# Router firewall vs Zonealarm?



## GetOutOfBox (Oct 17, 2008)

Hi, I've had Zonealarm Internet Security for about a year now, and I've always noticed how it slows down my internet connection. I know this is to be expected, it examins packets as they enter the computer which is bound to slow down things, I'm not asking how to fix this, I just was thinking though, my ISP assigns dynamic IP's and my computer is not assigned a public IP. The router uses NAT routing to get stuff to me, so people can't remotely connect to my ip (192.168.*.*) unless their mad hackers and are determined to ruin me.
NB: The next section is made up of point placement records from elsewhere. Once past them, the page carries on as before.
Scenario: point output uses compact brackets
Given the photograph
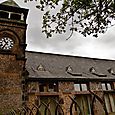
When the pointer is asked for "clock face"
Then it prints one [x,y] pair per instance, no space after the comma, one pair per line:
[6,43]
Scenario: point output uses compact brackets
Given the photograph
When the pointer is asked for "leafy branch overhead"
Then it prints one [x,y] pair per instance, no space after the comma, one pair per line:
[84,16]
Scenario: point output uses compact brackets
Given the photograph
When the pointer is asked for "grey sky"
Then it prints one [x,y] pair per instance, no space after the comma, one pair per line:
[101,47]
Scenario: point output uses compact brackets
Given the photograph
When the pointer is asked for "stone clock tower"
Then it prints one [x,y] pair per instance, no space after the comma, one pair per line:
[12,54]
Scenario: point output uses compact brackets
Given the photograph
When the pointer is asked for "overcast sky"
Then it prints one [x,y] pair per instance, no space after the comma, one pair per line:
[101,47]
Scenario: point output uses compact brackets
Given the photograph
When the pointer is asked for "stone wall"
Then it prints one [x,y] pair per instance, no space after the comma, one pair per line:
[10,82]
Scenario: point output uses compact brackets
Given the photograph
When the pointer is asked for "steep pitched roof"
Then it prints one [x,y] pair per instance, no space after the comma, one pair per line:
[10,3]
[57,66]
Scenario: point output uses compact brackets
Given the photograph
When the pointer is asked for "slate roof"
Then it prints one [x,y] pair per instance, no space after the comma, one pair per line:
[55,66]
[10,3]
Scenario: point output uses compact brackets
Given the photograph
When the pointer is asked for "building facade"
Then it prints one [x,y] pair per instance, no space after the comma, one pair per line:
[49,84]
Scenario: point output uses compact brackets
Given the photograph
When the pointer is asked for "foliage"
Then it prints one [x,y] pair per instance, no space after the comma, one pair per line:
[84,16]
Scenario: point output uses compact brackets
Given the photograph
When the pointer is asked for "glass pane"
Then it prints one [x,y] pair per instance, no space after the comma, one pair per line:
[103,86]
[77,87]
[108,86]
[84,87]
[112,102]
[84,104]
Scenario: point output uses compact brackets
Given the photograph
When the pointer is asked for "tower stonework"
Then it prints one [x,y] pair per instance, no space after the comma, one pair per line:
[12,54]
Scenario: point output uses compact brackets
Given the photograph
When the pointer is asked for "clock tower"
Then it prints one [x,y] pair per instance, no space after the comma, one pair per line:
[12,54]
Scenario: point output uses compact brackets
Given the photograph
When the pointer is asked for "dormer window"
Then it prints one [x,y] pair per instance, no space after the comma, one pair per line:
[11,15]
[4,14]
[15,16]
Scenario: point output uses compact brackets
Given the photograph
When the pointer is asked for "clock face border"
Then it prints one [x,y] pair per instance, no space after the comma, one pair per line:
[6,43]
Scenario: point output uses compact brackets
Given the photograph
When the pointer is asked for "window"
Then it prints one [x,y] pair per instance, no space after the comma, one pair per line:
[109,102]
[33,87]
[15,16]
[80,87]
[84,102]
[48,87]
[4,14]
[49,102]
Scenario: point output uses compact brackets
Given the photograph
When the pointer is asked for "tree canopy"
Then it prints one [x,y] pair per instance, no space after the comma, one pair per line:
[88,17]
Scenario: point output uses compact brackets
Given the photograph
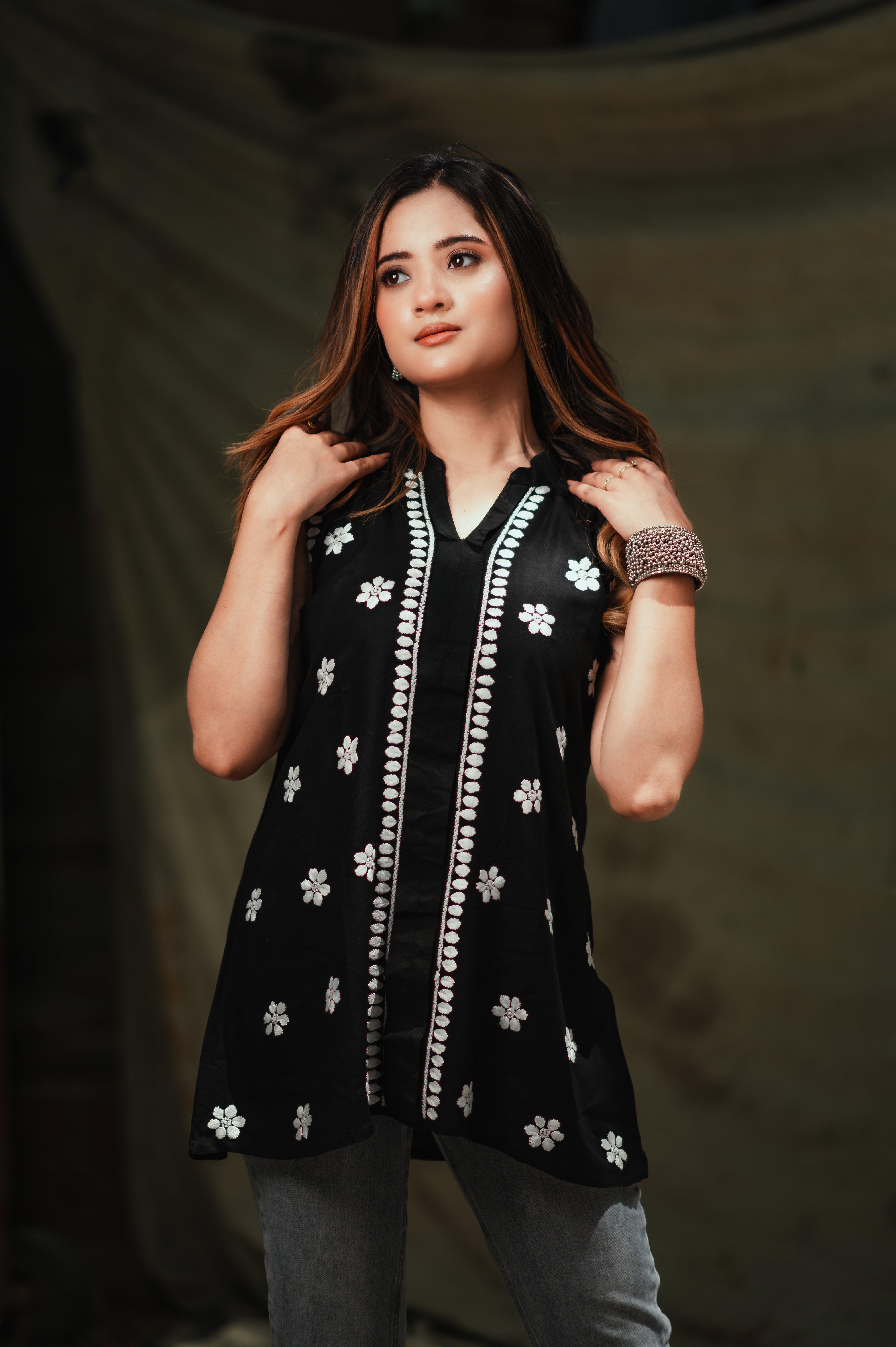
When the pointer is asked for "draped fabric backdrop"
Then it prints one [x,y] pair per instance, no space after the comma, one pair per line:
[181,180]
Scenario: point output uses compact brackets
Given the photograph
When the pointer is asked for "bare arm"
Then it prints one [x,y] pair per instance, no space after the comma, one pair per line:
[649,720]
[244,674]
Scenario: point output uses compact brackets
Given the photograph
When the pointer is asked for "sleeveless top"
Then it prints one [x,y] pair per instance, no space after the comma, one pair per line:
[413,929]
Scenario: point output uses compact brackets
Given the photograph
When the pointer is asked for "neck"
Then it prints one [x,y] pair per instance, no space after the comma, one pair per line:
[483,429]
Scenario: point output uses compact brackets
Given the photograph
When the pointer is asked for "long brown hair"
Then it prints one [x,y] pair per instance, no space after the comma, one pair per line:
[577,406]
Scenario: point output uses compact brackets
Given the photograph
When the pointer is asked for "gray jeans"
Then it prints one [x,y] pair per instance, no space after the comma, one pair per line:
[576,1260]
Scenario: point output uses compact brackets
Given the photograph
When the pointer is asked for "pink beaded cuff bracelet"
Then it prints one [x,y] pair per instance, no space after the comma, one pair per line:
[665,550]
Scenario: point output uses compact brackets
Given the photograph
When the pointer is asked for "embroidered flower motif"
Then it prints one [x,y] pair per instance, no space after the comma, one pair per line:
[332,996]
[545,1135]
[537,619]
[336,541]
[375,592]
[314,890]
[491,884]
[614,1147]
[226,1123]
[510,1014]
[347,755]
[529,795]
[584,574]
[275,1019]
[325,676]
[366,863]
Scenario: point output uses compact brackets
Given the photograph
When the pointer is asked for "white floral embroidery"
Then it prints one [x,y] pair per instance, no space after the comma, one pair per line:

I don't host any form of server other than the occasional gaming server, so I dont have more than 2 or 3 ports open, yes I know crackers can still get in through those ports, but the game servers I have don't have root access, so it would be quite a bit of work to get some shell code through my gameing server and install a rootkit, I don't have anything people would want on my computer. So what I'm asking is, will disabling my firewall greatly decrease my security, I know its going to a little bit, but I want more performance. Thanks in advance!


----------



## Old Rich (May 31, 2007)

I have been useing Windows Firewall on any systm that is behind a firewall router for 5 years now and would never go back to the bothersome third-party firewalls


----------



## GetOutOfBox (Oct 17, 2008)

ok gotcha, im going to get rid of it. It's an amzing firewall, and has the bonus of stopping trojans from getting outgoing access, but it's not worth it. I have NOD32 and it should catch trojans immediatly as its the highest rated anti malware.


----------



## alpenadiver (Jul 31, 2007)

That is about the only plus about a third party firewall is that it will let you know about any outbound connections, where windows firewall won't. Anyway windows firewall behind a NAT router is more than adequate for basic internet usage.


----------



## asgley (Feb 26, 2009)

your network firewall should control both inbound and outbund traffic, then a basic host based firewall to prevent outbreaks are generally ok.
just dont use your machine with admin privs like most people do... fail

Asg


----------



## gvmsia (Sep 13, 2009)

asgley said:


> just dont use your machine with admin privs like most people do... fail
> 
> Asg


could u pls explain this further? i have xp home with sp3. i create accounts with no admin rights for all who use the pc, but i access my pc as administrator. is that the wrong way to do it? if wrong, can u let me know step by step what to do. thanks


----------